AC-IND: Sparse CT reconstruction based on attenuation coefficient estimation and implicit neural distribution
Wangduo Xie, Richard Schoonhoven, Tristan van Leeuwen, Matthew B. Blaschko
TL;DR
AC-IND tackles sparse-view CT reconstruction by encoding a priori material-count information into a distribution-valued INR and a compact AC estimator. The method maps coordinates to distributions over materials, computes voxel attenuation as $g_{\theta,\\varphi}(z)=\\sum_{m\\in M} D_z(m) c_{\\varphi}(m)$, and optimizes jointly with data-consistency loss $L_{\\theta,\\varphi}$, where $X_{\\theta,\\varphi}[i,j]=\\sum_{k=1}^{|M|} f_{\\theta}((i,j))(k) c_{\\varphi}(k)$. It demonstrates superior sparse-view reconstruction on Walnut Slice and Ellipse Material datasets, and uniquely yields unsupervised segmentation maps during training, with AC-IND+ further improving performance via better AC initialization.
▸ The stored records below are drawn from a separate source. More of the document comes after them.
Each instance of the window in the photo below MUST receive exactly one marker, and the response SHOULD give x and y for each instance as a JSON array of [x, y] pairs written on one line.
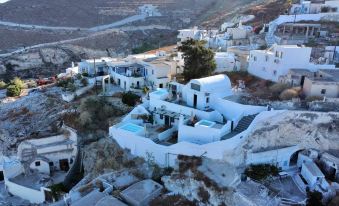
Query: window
[[195, 87]]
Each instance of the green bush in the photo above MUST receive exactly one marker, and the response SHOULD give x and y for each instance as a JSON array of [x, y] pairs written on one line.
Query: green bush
[[13, 91], [18, 82], [71, 87], [145, 90], [277, 89], [65, 83], [314, 98], [3, 85], [130, 98], [314, 198], [288, 94], [78, 76], [261, 171]]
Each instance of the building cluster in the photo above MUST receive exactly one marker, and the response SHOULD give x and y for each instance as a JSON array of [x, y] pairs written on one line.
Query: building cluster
[[39, 164], [196, 118], [191, 119]]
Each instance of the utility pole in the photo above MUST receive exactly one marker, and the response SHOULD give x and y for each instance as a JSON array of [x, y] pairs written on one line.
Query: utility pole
[[95, 77]]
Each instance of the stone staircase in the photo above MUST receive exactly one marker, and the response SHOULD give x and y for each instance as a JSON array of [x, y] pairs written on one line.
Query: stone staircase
[[270, 39], [243, 125], [27, 156]]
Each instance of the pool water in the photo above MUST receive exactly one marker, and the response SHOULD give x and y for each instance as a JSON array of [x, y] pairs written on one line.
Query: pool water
[[160, 92], [132, 128], [205, 123]]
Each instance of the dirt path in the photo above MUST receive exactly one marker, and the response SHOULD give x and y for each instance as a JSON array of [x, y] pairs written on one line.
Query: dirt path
[[92, 29], [68, 41]]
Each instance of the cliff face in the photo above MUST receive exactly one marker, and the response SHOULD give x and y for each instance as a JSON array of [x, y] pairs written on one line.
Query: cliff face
[[307, 129]]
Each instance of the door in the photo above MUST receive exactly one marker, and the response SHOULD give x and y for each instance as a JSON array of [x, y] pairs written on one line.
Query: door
[[64, 165], [195, 100], [167, 121], [302, 81]]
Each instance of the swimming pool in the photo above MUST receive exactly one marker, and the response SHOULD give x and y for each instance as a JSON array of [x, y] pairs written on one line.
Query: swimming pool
[[205, 123], [160, 92], [130, 127]]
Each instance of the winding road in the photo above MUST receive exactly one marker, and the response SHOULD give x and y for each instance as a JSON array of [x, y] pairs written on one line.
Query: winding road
[[92, 29], [127, 28]]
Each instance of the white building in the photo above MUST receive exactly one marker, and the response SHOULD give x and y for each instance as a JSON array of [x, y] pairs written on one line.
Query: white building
[[315, 7], [149, 10], [94, 67], [40, 164], [225, 61], [276, 61], [191, 119], [312, 174], [196, 34], [132, 73]]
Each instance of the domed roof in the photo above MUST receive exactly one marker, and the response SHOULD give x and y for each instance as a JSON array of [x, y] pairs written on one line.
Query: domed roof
[[214, 84]]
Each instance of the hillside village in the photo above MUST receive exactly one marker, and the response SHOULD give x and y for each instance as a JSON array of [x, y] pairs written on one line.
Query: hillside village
[[259, 128]]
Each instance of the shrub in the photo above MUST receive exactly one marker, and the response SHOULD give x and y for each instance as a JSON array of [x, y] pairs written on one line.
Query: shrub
[[3, 85], [314, 198], [84, 82], [314, 98], [130, 98], [85, 74], [31, 84], [277, 89], [13, 91], [288, 94], [145, 90], [203, 194], [18, 82], [261, 171], [78, 76]]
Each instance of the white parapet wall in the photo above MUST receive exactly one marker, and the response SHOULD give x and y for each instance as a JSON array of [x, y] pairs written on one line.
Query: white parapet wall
[[32, 195], [167, 155]]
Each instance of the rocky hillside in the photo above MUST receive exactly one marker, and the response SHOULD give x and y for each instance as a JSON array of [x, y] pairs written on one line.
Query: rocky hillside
[[307, 129]]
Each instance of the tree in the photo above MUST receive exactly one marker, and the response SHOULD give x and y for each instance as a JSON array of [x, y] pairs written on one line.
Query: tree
[[2, 85], [18, 82], [199, 60], [314, 198], [13, 91]]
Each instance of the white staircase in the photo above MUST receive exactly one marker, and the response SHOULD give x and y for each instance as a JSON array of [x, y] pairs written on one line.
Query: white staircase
[[270, 38]]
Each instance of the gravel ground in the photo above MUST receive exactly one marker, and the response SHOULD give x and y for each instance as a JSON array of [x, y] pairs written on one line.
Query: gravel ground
[[20, 117]]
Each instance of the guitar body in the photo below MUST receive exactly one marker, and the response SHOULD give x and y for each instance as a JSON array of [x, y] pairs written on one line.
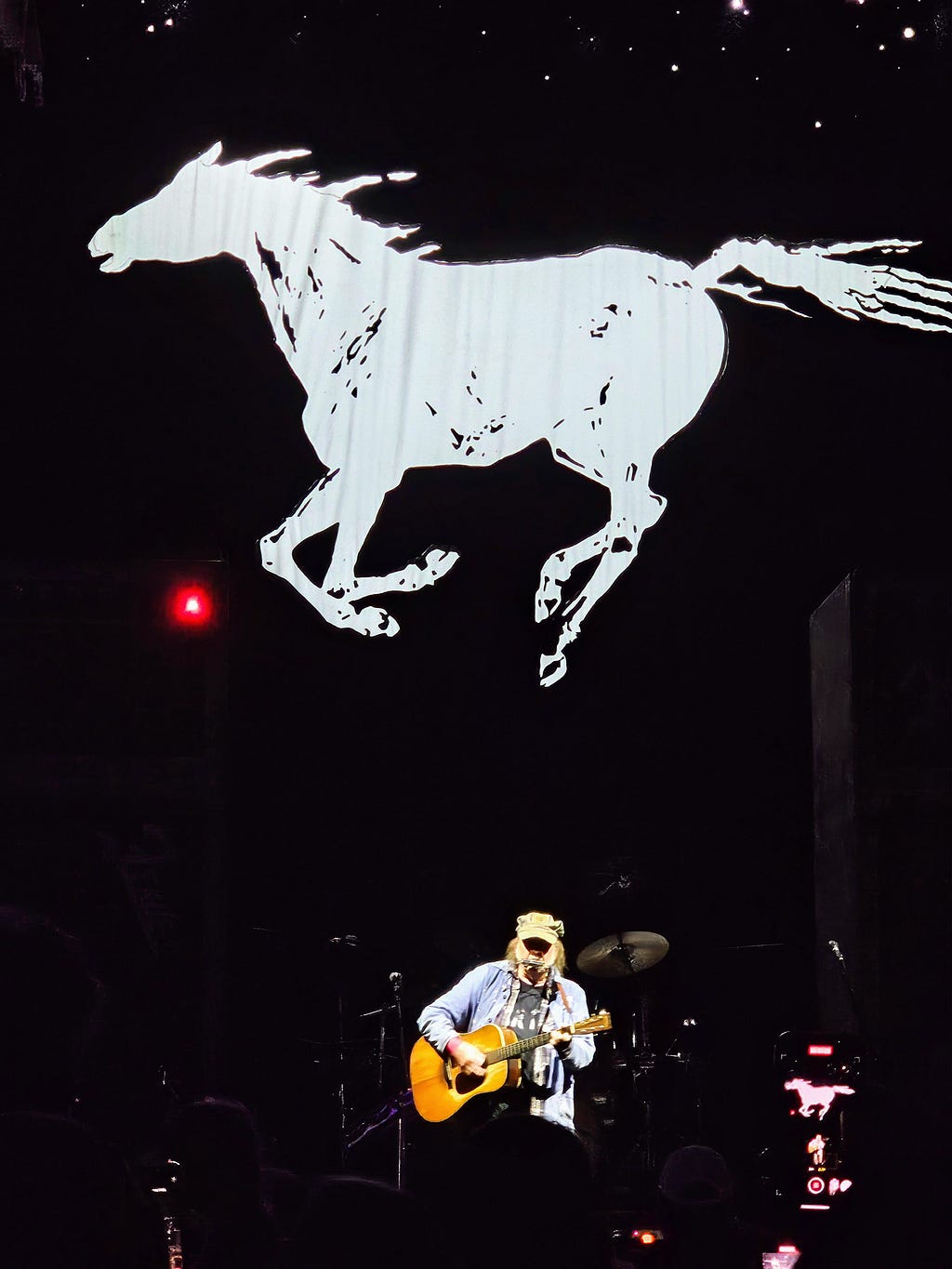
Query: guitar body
[[440, 1087]]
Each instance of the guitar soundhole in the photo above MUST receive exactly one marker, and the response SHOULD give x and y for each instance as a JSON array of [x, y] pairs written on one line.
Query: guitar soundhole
[[468, 1083]]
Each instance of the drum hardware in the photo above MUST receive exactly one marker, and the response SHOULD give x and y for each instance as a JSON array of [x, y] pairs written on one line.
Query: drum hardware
[[621, 955], [652, 1073]]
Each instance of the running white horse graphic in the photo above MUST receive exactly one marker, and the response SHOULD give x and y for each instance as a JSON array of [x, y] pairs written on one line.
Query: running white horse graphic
[[410, 362]]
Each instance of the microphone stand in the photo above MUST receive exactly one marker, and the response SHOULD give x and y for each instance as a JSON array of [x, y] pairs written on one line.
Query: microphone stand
[[398, 981], [398, 1105], [848, 980]]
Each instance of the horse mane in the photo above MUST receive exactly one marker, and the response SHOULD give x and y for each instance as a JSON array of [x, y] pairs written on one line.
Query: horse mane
[[371, 232]]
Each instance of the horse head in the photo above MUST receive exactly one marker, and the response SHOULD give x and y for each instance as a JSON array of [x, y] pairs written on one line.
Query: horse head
[[187, 219]]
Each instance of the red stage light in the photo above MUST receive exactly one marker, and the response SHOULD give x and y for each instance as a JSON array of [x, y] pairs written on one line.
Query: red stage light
[[192, 605]]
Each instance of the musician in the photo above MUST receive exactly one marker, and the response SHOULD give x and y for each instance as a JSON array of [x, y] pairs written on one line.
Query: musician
[[528, 994]]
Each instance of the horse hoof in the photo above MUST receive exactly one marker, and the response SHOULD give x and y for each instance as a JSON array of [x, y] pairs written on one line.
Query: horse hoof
[[551, 669], [374, 622], [438, 562], [548, 599]]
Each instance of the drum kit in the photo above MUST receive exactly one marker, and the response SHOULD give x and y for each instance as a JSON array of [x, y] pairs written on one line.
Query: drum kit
[[648, 1102]]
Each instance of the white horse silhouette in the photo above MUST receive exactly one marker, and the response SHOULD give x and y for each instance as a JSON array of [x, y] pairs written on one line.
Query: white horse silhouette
[[410, 362], [816, 1097]]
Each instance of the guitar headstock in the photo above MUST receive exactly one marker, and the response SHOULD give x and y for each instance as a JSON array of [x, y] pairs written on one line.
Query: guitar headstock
[[602, 1021]]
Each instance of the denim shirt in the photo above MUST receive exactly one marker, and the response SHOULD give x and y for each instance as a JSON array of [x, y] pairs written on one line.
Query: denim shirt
[[480, 998]]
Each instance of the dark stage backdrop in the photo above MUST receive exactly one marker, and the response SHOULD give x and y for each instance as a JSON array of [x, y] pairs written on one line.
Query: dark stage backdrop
[[419, 792]]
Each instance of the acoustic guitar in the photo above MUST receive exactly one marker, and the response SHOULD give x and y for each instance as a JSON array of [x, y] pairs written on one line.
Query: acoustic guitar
[[440, 1087]]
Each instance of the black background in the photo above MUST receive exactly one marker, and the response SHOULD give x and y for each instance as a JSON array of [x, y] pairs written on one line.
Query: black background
[[420, 792]]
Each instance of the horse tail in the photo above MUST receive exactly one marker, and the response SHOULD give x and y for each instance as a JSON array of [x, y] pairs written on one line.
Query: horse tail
[[878, 291]]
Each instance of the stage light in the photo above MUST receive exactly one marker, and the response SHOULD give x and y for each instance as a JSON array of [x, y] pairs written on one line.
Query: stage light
[[192, 605], [646, 1236]]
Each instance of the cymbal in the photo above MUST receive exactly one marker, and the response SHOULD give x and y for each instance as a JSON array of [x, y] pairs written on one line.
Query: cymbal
[[621, 955]]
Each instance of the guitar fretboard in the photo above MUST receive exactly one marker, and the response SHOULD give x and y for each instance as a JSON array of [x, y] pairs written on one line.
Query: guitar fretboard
[[517, 1049]]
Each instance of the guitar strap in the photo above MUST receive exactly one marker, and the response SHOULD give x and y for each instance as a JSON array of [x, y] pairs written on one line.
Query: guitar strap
[[565, 998]]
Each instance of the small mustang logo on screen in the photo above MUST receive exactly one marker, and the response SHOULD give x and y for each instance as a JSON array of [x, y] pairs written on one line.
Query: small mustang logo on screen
[[816, 1097]]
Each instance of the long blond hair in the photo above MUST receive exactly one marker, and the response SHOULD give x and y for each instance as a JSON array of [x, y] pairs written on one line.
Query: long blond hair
[[560, 953]]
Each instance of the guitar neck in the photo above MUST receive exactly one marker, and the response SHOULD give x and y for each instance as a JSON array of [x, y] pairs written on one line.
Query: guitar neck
[[518, 1047]]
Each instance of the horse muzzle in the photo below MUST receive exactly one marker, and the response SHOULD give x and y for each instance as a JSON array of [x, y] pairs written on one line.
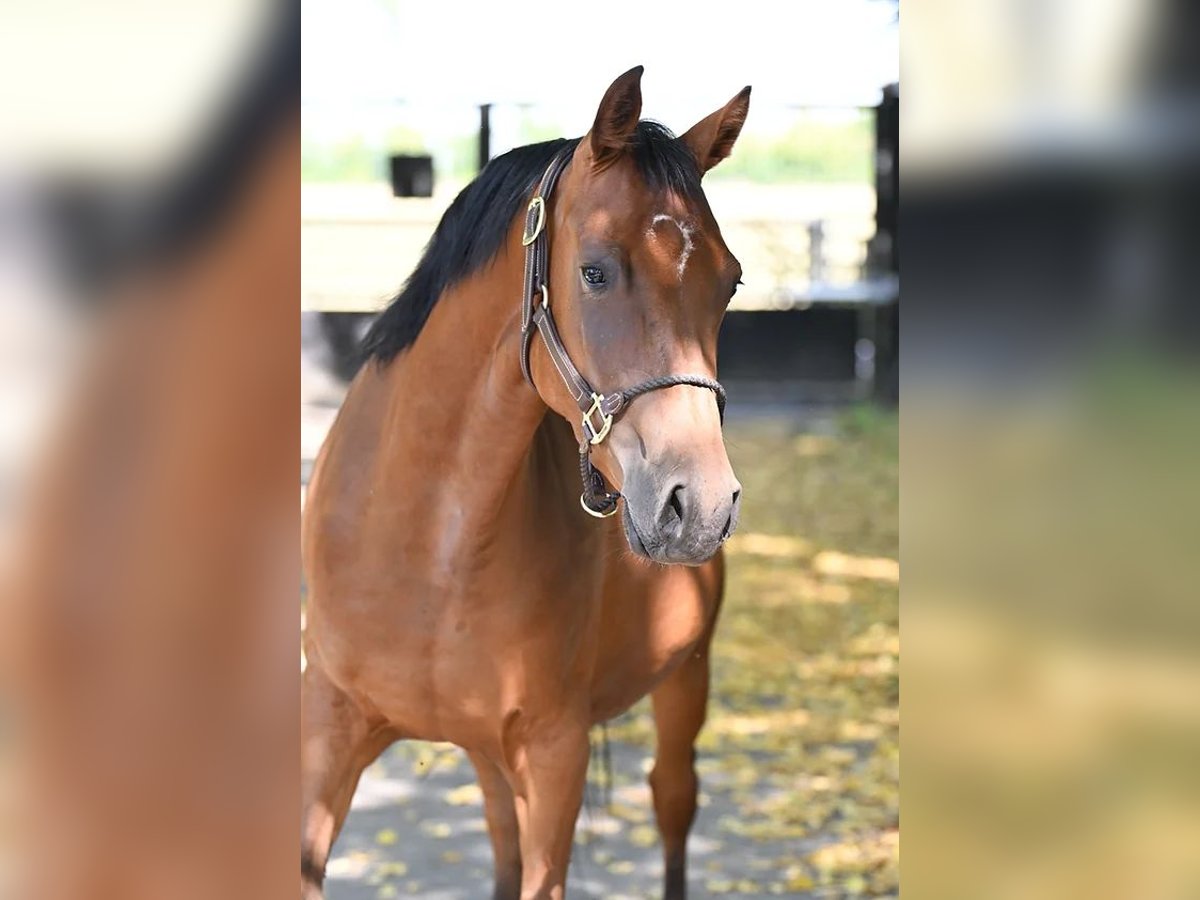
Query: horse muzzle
[[675, 516]]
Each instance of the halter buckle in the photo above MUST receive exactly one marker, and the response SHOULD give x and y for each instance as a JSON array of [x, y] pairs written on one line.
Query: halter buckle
[[593, 513], [531, 237], [597, 435]]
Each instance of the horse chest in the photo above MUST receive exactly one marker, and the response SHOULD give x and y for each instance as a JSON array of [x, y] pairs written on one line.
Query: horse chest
[[651, 622]]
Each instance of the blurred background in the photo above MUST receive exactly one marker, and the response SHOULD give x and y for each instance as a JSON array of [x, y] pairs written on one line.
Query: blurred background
[[402, 105], [1050, 423]]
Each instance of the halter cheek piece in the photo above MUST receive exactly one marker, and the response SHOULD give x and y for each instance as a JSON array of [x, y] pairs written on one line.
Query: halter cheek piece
[[598, 409]]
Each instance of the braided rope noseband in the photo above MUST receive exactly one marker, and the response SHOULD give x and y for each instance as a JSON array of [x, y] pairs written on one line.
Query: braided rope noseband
[[599, 409]]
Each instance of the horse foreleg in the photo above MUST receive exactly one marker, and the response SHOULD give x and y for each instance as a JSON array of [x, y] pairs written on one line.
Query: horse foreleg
[[336, 743], [681, 703], [502, 827], [549, 768]]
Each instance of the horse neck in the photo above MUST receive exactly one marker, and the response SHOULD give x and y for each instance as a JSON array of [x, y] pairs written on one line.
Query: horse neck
[[459, 403]]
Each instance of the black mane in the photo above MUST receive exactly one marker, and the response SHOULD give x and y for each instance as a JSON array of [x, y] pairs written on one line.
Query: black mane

The work reduces reliance on external-domain data, provides interpretable AC estimates converging to ground truth, and has potential for industrial nondestructive testing and medical imaging with reduced radiation.
Abstract
Computed tomography (CT) reconstruction plays a crucial role in industrial nondestructive testing and medical diagnosis. Sparse view CT reconstruction aims to reconstruct high-quality CT images while only using a small number of projections, which helps to improve the detection speed of industrial assembly lines and is also meaningful for reducing radiation in medical scenarios. Sparse CT reconstruction methods based on implicit neural representations (INRs) have recently shown promising performance, but still produce artifacts because of the difficulty of obtaining useful prior information. In this work, we incorporate a powerful prior: the total number of material categories of objects. To utilize the prior, we design AC-IND, a self-supervised method based on Attenuation Coefficient Estimation and Implicit Neural Distribution. Specifically, our method first transforms the traditional INR from scalar mapping to probability distribution mapping. Then we design a compact attenuation coefficient estimator initialized with values from a rough reconstruction and fast segmentation. Finally, our algorithm finishes the CT reconstruction by jointly optimizing the estimator and the generated distribution. Through experiments, we find that our method not only outperforms the comparative methods in sparse CT reconstruction but also can automatically generate semantic segmentation maps.